Vikram crossed Sindhu defeated Persians then went northwards cross a great river (amu darya) where he defeated Hunas and entered through Himalayas. That gives the entry point of Vikram as modern Swat. In historical times, there is no demarcation between Himalayas, Hindukush, arakanese ranges. Himalayas is described have two arms which embraces this land stretching up to sea. The two arms of himalayas are hindukush and himalayas. There is no mention of "Pariyatra mountain" which is supposed to be the name of Hindu-kush in Indian literature.

In my opinion, vikram entered Persia through Bolan pass in baluchistan, conquered Kandahar and other regions of Persia, turned northwards towards Herat, cross Amu darya and defeated Hunas, and came southwards again via Swat valley-kashmir-Uttarakhand-UP. Entering via gilgit and northern areas is far-fetched with archers, siege-engines and cavalry.

4 comments:

santu from santosh nagar said...

Hi
I find a lot of similarities between Vikramaditya and Lord Rama. Are both the same by any means...this is just a wild guess

Kal_Chiron said...

How so is Vikramaditya same as Raam?

Raam's wife was abducted while in exile. Vikramaditya (Chandragupta-2) married to his elder-brother's wife (Dhruvadevi) after killing him. There is no similarity in them.
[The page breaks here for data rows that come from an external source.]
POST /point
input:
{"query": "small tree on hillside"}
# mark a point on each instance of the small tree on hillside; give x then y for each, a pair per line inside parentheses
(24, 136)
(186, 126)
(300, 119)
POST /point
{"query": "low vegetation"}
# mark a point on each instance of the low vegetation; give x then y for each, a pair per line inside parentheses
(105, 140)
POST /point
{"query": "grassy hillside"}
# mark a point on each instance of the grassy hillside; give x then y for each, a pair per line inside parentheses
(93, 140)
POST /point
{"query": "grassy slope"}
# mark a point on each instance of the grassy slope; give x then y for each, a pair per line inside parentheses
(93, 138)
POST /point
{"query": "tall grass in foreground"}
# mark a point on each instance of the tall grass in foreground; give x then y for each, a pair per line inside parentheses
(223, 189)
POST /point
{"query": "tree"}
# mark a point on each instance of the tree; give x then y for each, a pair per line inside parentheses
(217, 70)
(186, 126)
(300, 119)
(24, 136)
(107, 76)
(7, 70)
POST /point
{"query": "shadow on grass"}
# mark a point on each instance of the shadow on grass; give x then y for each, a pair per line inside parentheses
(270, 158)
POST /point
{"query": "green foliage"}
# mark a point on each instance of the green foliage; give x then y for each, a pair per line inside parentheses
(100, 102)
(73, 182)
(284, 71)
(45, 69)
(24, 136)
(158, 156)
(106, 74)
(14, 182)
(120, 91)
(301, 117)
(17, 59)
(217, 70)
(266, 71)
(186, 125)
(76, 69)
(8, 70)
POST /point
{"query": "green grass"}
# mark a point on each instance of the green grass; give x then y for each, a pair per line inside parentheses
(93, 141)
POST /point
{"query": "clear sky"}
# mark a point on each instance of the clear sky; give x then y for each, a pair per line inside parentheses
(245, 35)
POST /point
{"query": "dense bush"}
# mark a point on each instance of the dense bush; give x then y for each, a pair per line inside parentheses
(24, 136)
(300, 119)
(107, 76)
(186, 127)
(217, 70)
I recommend Devi-Chandragupta play written by Vishakhadatta. It accounts for all early life and biography of Dhruvadevi and Chandragupta-2 Vikramaditya.
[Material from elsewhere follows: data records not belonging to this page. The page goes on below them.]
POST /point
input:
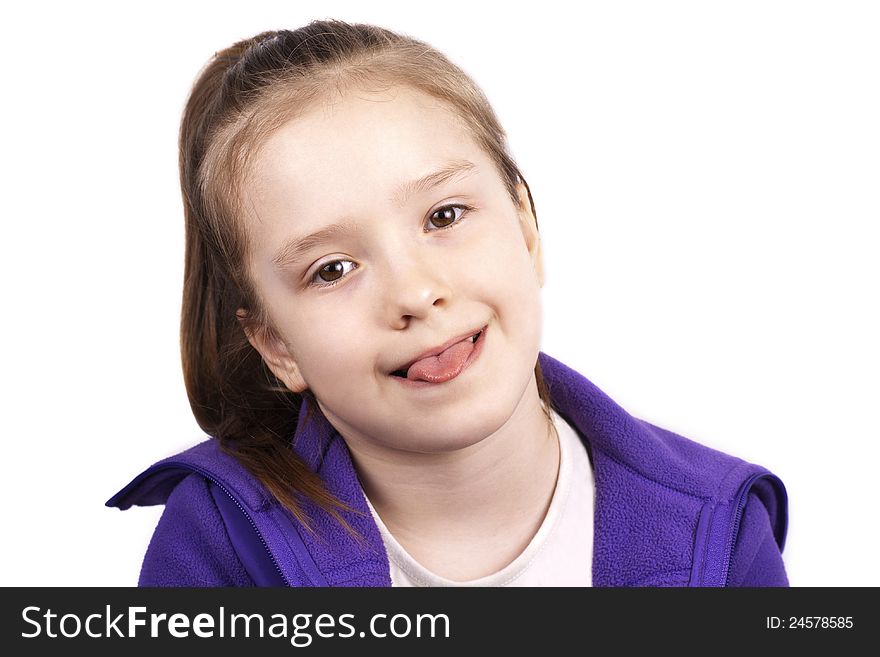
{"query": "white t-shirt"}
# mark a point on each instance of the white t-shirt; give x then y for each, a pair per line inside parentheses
(559, 554)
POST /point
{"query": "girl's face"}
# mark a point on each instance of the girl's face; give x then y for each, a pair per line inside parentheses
(381, 231)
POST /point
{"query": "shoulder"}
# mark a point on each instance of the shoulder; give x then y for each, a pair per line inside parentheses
(190, 545)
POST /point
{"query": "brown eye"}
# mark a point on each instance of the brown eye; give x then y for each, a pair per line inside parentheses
(332, 272)
(446, 216)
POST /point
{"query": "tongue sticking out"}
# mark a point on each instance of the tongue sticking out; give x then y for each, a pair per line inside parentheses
(443, 366)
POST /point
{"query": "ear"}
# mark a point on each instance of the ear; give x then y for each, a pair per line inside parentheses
(529, 226)
(275, 353)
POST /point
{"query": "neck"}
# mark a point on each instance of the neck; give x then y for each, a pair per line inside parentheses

Raghu might be the nick-name of Chandragupta-2 (just a wild guess) since Kalidasa describes conquests of Chandragupta as Raghu. Raghu was ancestor of Raama, hence Raama is called "Raaghav" (Descendant of Raghu).

Sudharshan said...

Calling Vikramaditya as Rama is too much of imagination!! But I certainly believe there was some link or lineage associated with them.
Note these points:
1. Rama wife was abducted by a barbarian(asura) Ravana. Vikramaditya's wife was abducted by Saka king and shakas were considered barbarians.
2. Kalidasa mentions him in Raghuvamsa which actually explains the lineage of Ishvaku dynasty i.e that of Rama.
3.It was he who had discovered Ayodhya which till then was just a legendary capital of Ramrajya. His intent to find ayodhya
4. His cornationa marks on the same date as Rama.
All this are like a coincidence. He must have been a legacy of Rama probably.

Kal_Chiron said...

@sudarshan ji

Dhruvadevi was not abducted by Rudra Singh. She was wife of Ramagupta (Vikrama's elder brother) and was demanded by Rudra Singh. CG-2 dressed as woman, entered the scythian camp and killed Rudra Singh.

later, Ramagupta was killed in a public riot and CG-2 ascended the throne..

Dhruvadevi became CG-2's wife after CG-2's coronation and claiming the title of "vikramaditya".

Raama is known in earlier texts like Vishnu Purana, which was composed about 400 to 500 years before Gupta dynasty. Rama is an epitome of virtue and by trying to fit in his shoes, Vikrama much have associated many of his acts and images in image of Vishnu.

The famous Gupta gold coin where Vikrama is standing with Shiva-Dhanushya shows this inclination of associating with the "idea" that Raama stands for.